8. Общество, состоящее из нескольких селений, есть вполне завершенное государство, достигшее, можно сказать, в полной мере самодовлеющего состояния и (30) возникшее ради потребностей жизни, но существующее ради достижения благой жизни. Отсюда следует, что всякое государство – продукт естественного возникновения, как и первичные общения: оно является завершением их, в завершении же сказывается природа. Ведь мы называем природой каждого объекта – возьмем, например, природу человека, коня, семьи – то его состояние, какое получается при завершении его развития. Сверх того, в осуществлении конечной цели (1253a) и состоит высшее завершение, а самодовлеющее существование оказывается и завершением, и наивысшим существованием.

9. Из всего сказанного явствует, что государство принадлежит к тому, что существует по природе, н что человек по природе своей есть существо политическое, а тот, кто в силу своей природы, а не вследствие случайных обстоятельств живет вне государства, – либо недоразвитое в нравственном смысле существо, либо (5) сверхчеловек; его и Гомер поносит, говоря “без роду, без племени, вне законов, без очага”; такой человек по своей природе только и жаждет войны; сравнить его можно с изолированной пешкой на игральной доске.

10. Что человек есть существо общественное в большей степени, нежели пчелы и всякого рода стадные животные, ясно из следующего: природа, согласно нашему утверждению, ничего не делает напрасно; между (10) тем один только человек из всех живых существ одарен речью. Голос выражает печаль и радость, поэтому он свойствен и остальным живым существам (поскольку их природные свойства развиты до такой степени, чтобы ощущать радость и печаль и передавать эти ощущения друг другу). Но речь способна выражать и то, что полезно и что вредно, равно как и то, что (15) справедливо и что несправедливо. 11. Это свойство людей отличает их от остальных живых существ: только человек способен к восприятию таких понятии, как добро и зло, справедливость и несправедливость и т.п. А совокупность всего этого и создает основу семьи и государства. Первичным по природе является государство (20) по сравнению с семьей и каждым из нас; ведь необходимо, чтобы целое предшествовало части. Уничтожь живое существо в его целом, и у него не будет ни ног, ни рук, сохранится только наименование их, подобно тому как мы говорим “каменная рука”; ведь и рука, отделенная от тела, будет именно такой каменной рукой. Всякий предмет определяется совершаемым им действием и возможностью совершить это действие; раз эти свойства у предмета утрачены, нельзя уже (25) говорить о нем как таковом: останется только его обозначение. 12. Итак, очевидно, государство существует по природе и по природе предшествует каждому человеку; поскольку последний, оказавшись в изолированном состоянии, не является существом самодовлеющим, то его отношение к государству такое же, как отношение любой части к своему целому. А тот, кто не способен вступить в общение пли, считая себя существом самодовлеющим, не чувствует потребности ни в чем, уже не составляет элемента государства, становясь либо животным, либо божеством.

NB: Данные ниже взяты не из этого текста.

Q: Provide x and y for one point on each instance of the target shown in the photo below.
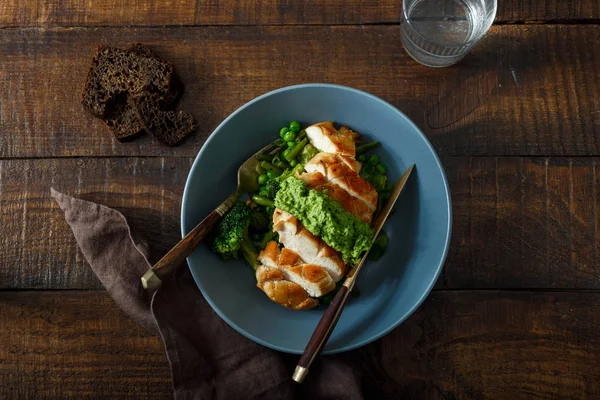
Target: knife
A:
(332, 314)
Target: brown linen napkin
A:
(208, 359)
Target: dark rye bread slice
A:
(118, 74)
(175, 86)
(169, 127)
(121, 117)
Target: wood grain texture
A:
(518, 222)
(515, 94)
(15, 13)
(38, 248)
(523, 223)
(495, 345)
(76, 345)
(458, 345)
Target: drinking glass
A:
(438, 33)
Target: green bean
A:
(301, 135)
(267, 166)
(289, 137)
(296, 150)
(265, 157)
(361, 148)
(263, 201)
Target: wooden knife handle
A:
(321, 334)
(153, 278)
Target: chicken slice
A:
(312, 250)
(354, 205)
(342, 172)
(326, 138)
(281, 291)
(313, 278)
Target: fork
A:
(247, 182)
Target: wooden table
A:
(516, 311)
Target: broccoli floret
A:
(272, 187)
(231, 236)
(228, 235)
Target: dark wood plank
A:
(518, 222)
(516, 94)
(15, 13)
(523, 223)
(39, 250)
(495, 345)
(459, 345)
(76, 345)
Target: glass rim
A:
(468, 43)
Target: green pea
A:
(262, 179)
(295, 126)
(289, 137)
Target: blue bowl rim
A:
(448, 228)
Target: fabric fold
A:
(208, 359)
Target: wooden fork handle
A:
(153, 278)
(321, 334)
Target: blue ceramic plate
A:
(419, 230)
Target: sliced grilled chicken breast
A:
(312, 250)
(313, 278)
(343, 172)
(326, 138)
(281, 291)
(354, 205)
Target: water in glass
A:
(438, 33)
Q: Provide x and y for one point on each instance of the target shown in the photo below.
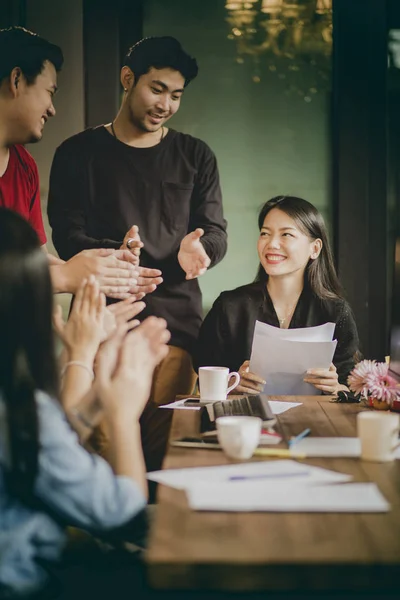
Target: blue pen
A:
(266, 476)
(299, 437)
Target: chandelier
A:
(292, 38)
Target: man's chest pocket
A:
(175, 211)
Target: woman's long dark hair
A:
(27, 357)
(320, 273)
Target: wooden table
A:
(277, 551)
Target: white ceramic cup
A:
(238, 436)
(214, 383)
(378, 433)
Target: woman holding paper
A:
(296, 286)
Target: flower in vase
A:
(381, 385)
(359, 378)
(370, 378)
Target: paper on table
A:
(283, 363)
(180, 404)
(273, 470)
(286, 497)
(320, 333)
(328, 447)
(279, 407)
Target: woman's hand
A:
(250, 383)
(128, 309)
(84, 330)
(124, 386)
(325, 380)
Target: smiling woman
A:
(296, 286)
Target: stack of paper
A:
(259, 496)
(283, 356)
(272, 471)
(273, 486)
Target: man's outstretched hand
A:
(191, 256)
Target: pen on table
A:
(299, 437)
(266, 476)
(277, 452)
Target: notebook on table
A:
(249, 406)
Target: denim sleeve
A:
(80, 487)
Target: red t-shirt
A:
(19, 189)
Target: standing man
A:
(28, 82)
(136, 171)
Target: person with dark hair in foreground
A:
(28, 83)
(296, 286)
(137, 172)
(47, 479)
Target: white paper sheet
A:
(283, 362)
(270, 496)
(271, 470)
(320, 333)
(279, 407)
(328, 447)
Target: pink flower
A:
(358, 379)
(370, 378)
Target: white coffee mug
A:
(238, 436)
(378, 433)
(214, 383)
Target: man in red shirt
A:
(28, 82)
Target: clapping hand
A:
(133, 243)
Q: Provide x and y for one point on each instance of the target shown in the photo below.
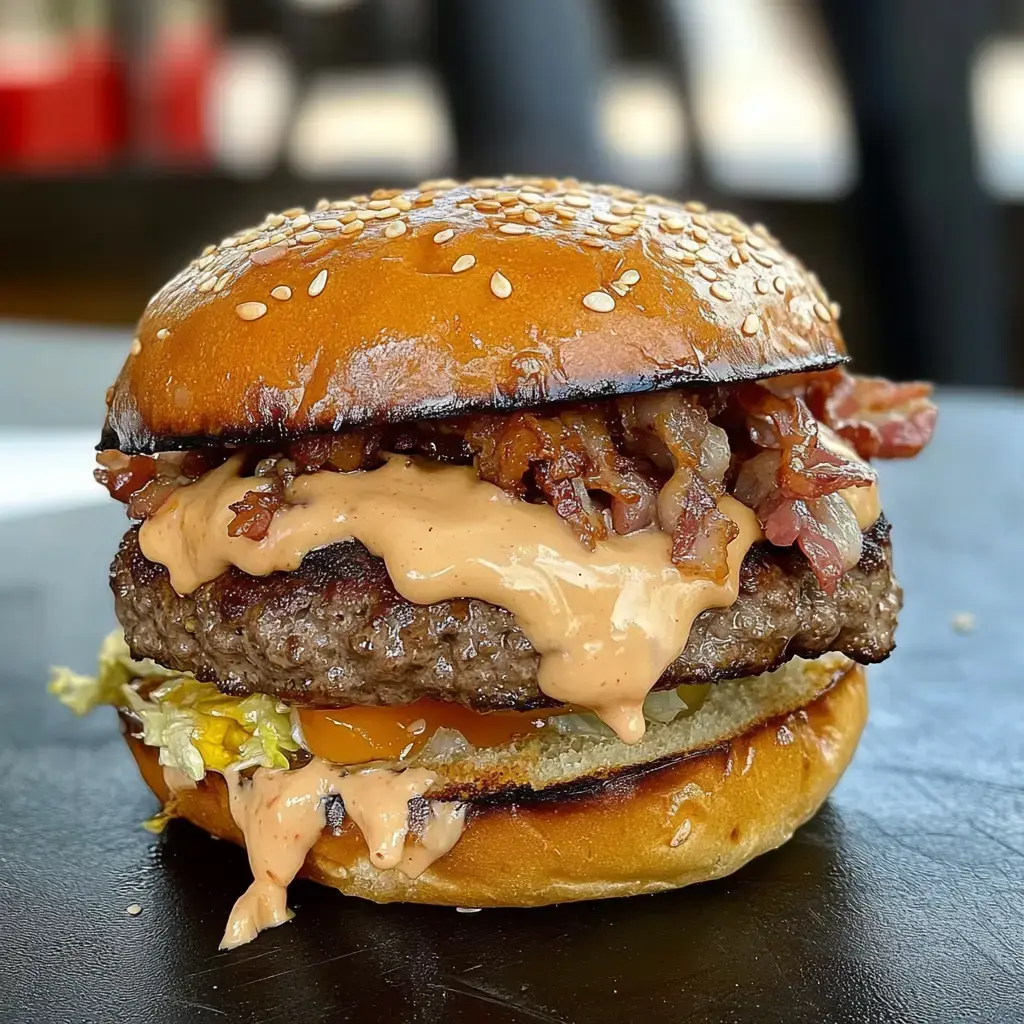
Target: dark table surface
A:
(903, 900)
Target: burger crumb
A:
(963, 622)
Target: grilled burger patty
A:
(335, 632)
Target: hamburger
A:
(496, 544)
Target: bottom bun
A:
(649, 827)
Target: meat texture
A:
(335, 632)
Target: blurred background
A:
(883, 140)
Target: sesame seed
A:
(317, 285)
(251, 310)
(600, 302)
(500, 285)
(963, 622)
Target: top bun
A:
(488, 295)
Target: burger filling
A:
(335, 619)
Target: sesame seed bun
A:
(489, 295)
(696, 813)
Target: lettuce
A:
(196, 727)
(114, 670)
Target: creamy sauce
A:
(864, 502)
(442, 830)
(281, 814)
(606, 623)
(378, 802)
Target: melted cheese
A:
(606, 623)
(281, 814)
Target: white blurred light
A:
(770, 110)
(249, 104)
(997, 93)
(372, 122)
(324, 5)
(644, 128)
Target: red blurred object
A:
(173, 88)
(62, 101)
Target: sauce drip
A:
(281, 814)
(606, 623)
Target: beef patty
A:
(335, 632)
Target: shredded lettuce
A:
(115, 668)
(196, 727)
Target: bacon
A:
(879, 418)
(687, 505)
(143, 482)
(633, 497)
(806, 469)
(824, 528)
(255, 512)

(30) Во всех людей природа вселила стремление к государственному общению, и первый, кто это общение организовал, оказал человечеству величайшее благо, Человек, нашедший свое завершение, – совершеннейшее из живых существ, и, наоборот, человек, живущий вне закона и права, – наихудший из всех, ибо несправедливость, владеющая оружием, тяжелее всего; (35) природа же дала человеку в руки оружие – умственную и нравственную силу, а ими вполне можно пользоваться в обратную сторону. Поэтому человек, лишенный добродетели, оказывается существом самым нечестивым и диким, низменным в своих половых и вкусовых позывах. Понятие справедливости связано с представлением о государстве, так как право, служащее мерилом справедливости, является регулирующей нормой политического общения.

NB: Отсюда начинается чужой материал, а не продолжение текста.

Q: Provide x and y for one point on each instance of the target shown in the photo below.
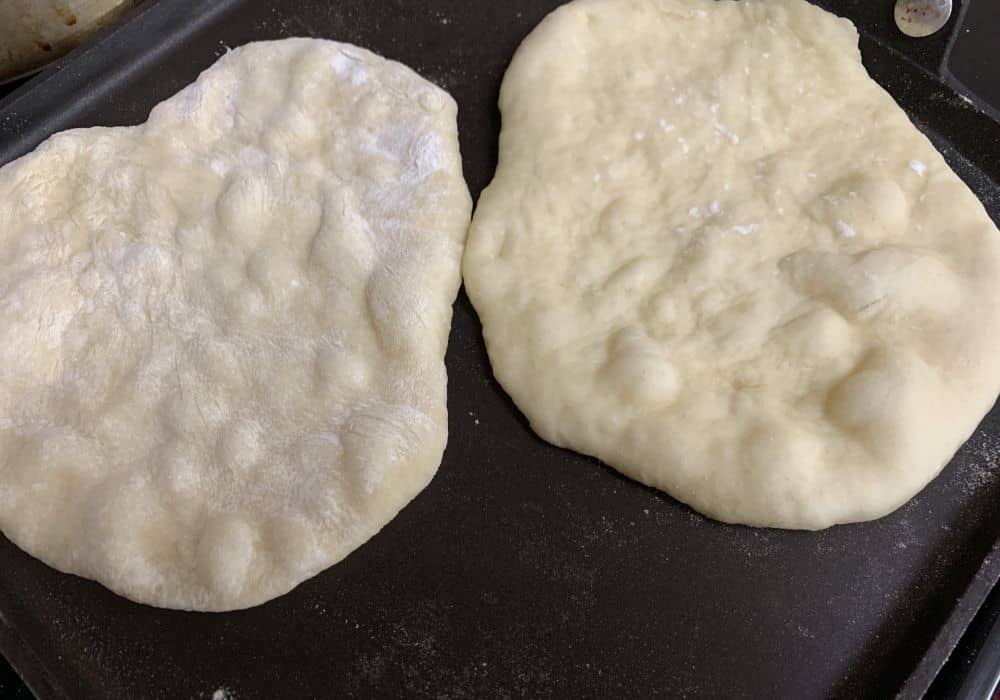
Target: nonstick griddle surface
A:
(523, 570)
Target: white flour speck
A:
(350, 67)
(845, 229)
(722, 129)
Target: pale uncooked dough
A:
(222, 332)
(717, 256)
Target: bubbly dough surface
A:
(222, 332)
(718, 256)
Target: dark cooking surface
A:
(523, 570)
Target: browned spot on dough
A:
(66, 15)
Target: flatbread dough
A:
(222, 332)
(717, 256)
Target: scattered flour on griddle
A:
(983, 467)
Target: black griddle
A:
(523, 570)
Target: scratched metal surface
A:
(523, 570)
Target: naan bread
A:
(222, 332)
(719, 257)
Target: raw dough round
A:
(222, 332)
(717, 256)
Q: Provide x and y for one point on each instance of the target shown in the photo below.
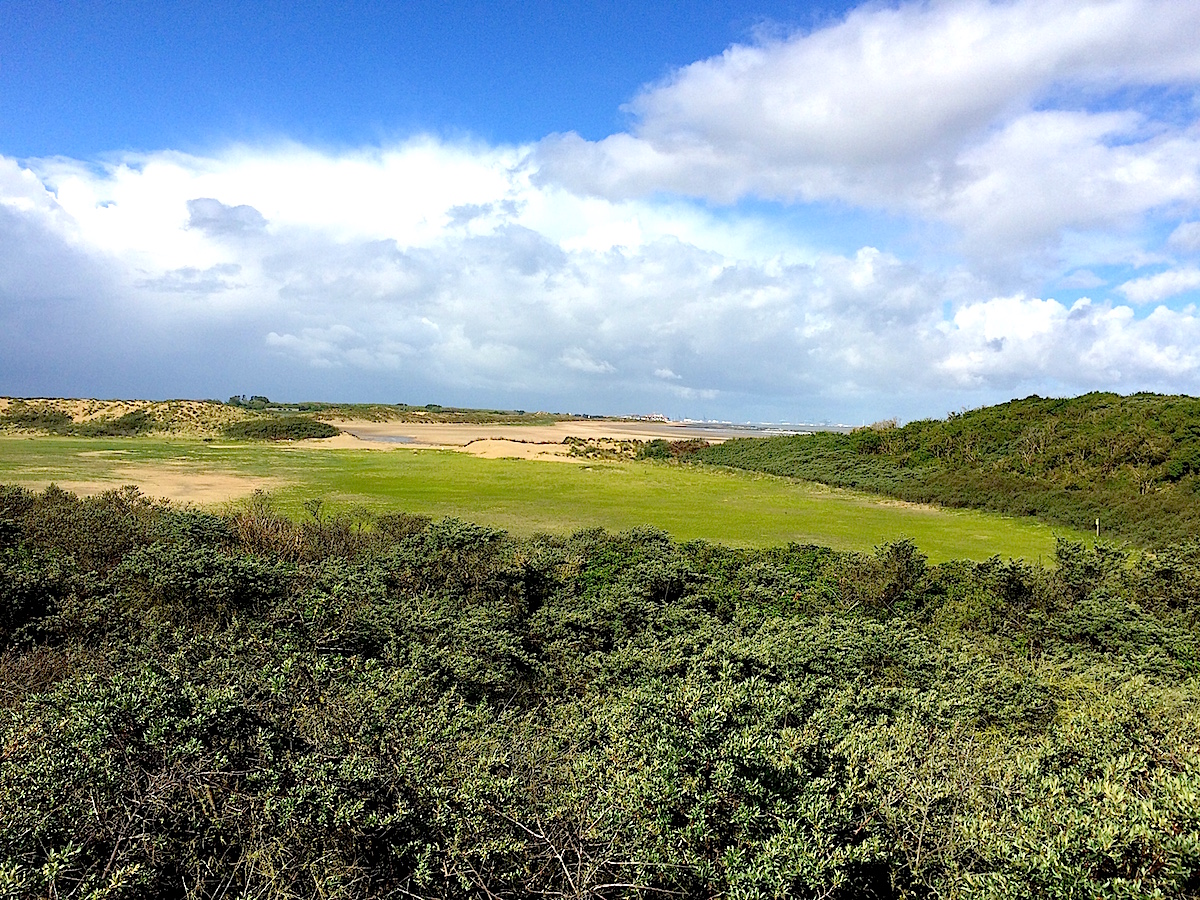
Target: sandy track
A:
(529, 442)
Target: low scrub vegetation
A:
(1132, 462)
(287, 427)
(389, 706)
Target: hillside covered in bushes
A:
(198, 705)
(1133, 462)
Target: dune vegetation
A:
(1132, 462)
(199, 705)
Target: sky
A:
(773, 211)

(1253b) II 1. Уяснив, из каких элементов состоит государство, мы должны прежде всего сказать об организации семьи, ведь каждое государство слагается из отдельных семей. Семья в свою очередь состоит из элементов, совокупность которых и составляет ее организацию. В совершенной (5) семье два элемента: рабы и свободные. Так как исследование каждого объекта должно начинать прежде всего с рассмотрения мельчайших частей, его составляющих, а первоначальными и мельчайшими частями семьи являются господин и раб, муж и жена, отец и дети, то и следует рассмотреть каждый из этих: трех элементов: что каждый из них представляет собой и каковым он должен быть.

2. [Отношения, существующие между тремя указанными парными элементами, можно охарактеризовать] так: господское, брачное (сожительство мужа и (10) жены не имеет особого термина для своего обозначения) и третье – отцовское (и это отношение не обозначается особым термином). Пусть их будет три, именно названные нами (существует еще один элемент семьи, который, по мнению одних, и есть ее организация, а по мнению других, составляет главнейшую часть ее; я имею в виду так называемое искусство накопления; в чем оно состоит – мы разберем дальше).

(15) Остановимся прежде всего на господине и рабе и посмотрим на их взаимоотношения с точки зрения практической пользы. Можем ли мы для уяснения этого отношения стать на более правильную сравнительно с имеющимися теориями точку зрения? 3. Дело в том, что, по мнению одних, власть господина над рабом есть своего рода наука, причем и эта власть и (20) организация семьи, и государство, и царская власть – одно и то же, как мы уже упомянули вначале. Наоборот, по мнению других, самая власть господина над рабом противоестественна; лишь по закону один – раб, другой – свободный, по природе же никакого различия нет. Поэтому и власть господина над рабом, как основанная на насилии, несправедлива.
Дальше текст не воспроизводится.